Builders don’t need wide-eyed tourists writing cheques for the story; they need investors who understand the work, challenge the assumptions, and stay when things get difficult. An ecosystem dominated by marks instead of partners doesn’t die quickly: it rots.

4. Debt as a Costume

Let’s be clear: going millions into debt and then demanding nine figures is not boldness. It’s abdication of responsibility dressed up as courage. It’s cosplay entrepreneurship, wearing the language of scale without the substance to support it.

Debt should constrain behaviour; instead, it has become a prop used to justify ever larger acts of irresponsibility.

These founders don’t fail quietly, learn, and rebuild. They fail loudly, blame the market, and rebrand. The wreckage is left behind for employees, creditors, and the next generation of founders who now inherit a more hostile landscape.

5. Who Pays?

Not the arseholes. They’ll land somewhere. They always do.

The cost is borne by:

  • founders who don’t exaggerate
  • teams who budget carefully
  • technologies that need patient capital
  • ecosystems outside the US already fighting for credibility

When investors say “we’re seeing too much nonsense,” this is what they mean.

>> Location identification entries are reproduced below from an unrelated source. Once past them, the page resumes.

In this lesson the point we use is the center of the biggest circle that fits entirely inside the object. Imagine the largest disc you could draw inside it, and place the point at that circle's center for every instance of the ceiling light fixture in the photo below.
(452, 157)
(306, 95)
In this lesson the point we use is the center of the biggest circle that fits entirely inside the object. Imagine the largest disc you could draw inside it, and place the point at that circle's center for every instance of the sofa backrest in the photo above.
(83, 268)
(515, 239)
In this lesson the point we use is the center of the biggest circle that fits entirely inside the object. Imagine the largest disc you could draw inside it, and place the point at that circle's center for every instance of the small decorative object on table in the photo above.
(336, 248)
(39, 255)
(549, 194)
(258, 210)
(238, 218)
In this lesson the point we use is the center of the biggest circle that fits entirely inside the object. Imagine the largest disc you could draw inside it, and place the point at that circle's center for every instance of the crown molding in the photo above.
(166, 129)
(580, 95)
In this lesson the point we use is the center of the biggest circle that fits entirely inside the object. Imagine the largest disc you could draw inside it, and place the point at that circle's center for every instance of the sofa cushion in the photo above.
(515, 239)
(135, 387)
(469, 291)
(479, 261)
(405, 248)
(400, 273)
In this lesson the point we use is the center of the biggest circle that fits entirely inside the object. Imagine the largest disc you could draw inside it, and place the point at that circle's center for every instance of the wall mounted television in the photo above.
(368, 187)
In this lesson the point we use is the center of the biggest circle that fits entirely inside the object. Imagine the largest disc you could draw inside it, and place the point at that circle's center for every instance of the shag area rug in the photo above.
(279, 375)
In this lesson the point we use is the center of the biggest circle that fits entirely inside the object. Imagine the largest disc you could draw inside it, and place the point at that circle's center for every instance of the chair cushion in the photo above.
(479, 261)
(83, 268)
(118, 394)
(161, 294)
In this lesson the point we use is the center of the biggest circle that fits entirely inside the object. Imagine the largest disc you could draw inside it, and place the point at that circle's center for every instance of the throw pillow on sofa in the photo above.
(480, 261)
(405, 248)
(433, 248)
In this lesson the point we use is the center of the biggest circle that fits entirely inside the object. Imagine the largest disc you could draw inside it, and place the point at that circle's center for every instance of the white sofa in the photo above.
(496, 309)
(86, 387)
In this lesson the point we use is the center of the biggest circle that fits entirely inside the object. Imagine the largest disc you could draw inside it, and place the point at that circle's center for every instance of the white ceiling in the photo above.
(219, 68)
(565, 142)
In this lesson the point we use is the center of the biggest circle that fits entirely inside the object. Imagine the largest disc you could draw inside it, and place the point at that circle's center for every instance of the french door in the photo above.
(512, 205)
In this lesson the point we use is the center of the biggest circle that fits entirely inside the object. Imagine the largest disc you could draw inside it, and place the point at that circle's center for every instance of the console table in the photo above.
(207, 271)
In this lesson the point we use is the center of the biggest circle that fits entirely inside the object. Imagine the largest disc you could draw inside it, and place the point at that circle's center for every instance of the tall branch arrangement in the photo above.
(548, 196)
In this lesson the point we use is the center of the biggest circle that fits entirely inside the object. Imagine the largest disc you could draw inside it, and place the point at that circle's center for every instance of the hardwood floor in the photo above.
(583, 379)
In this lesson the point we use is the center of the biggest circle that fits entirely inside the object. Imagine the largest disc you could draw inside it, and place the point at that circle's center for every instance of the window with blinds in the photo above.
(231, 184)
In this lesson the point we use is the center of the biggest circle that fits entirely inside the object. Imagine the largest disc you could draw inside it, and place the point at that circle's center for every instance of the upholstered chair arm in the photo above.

6. Conclusion: Reclaiming the Commons

If the startup world wants to survive as anything other than a travelling circus, it needs to relearn an unfashionable idea: proportion.

Capital should be earned, not manifested.
Ambition should scale with evidence.
Debt should induce humility, not delusion.

And founders who treat shared trust as a disposable resource should be called what they are: not visionaries, not rebels, but self-interested piss-takers accelerating the death of the commons.

Because the next time someone serious asks for funding, they’ll be standing ankle-deep in the mess these people left behind.

An ecosystem that indulges this behaviour doesn’t get more innovation. It gets better con artists, and a steadily shrinking pool of people willing to fund anything real.

Some readers will inevitably go looking for an Aunt Sally: Dr Evil lookalikes to pin all of this on, a single founder or company they can point at and say there. That instinct misses the point. The real damage isn’t done by one pantomime villain, but by an ecosystem that keeps rewarding the performance long after it knows better.

Anyone who really wants a Dr Evil can find one easily enough. They usually look the part. The harder task is admitting that the audience, the marks, and the cheerleaders matter more than the man on the stage.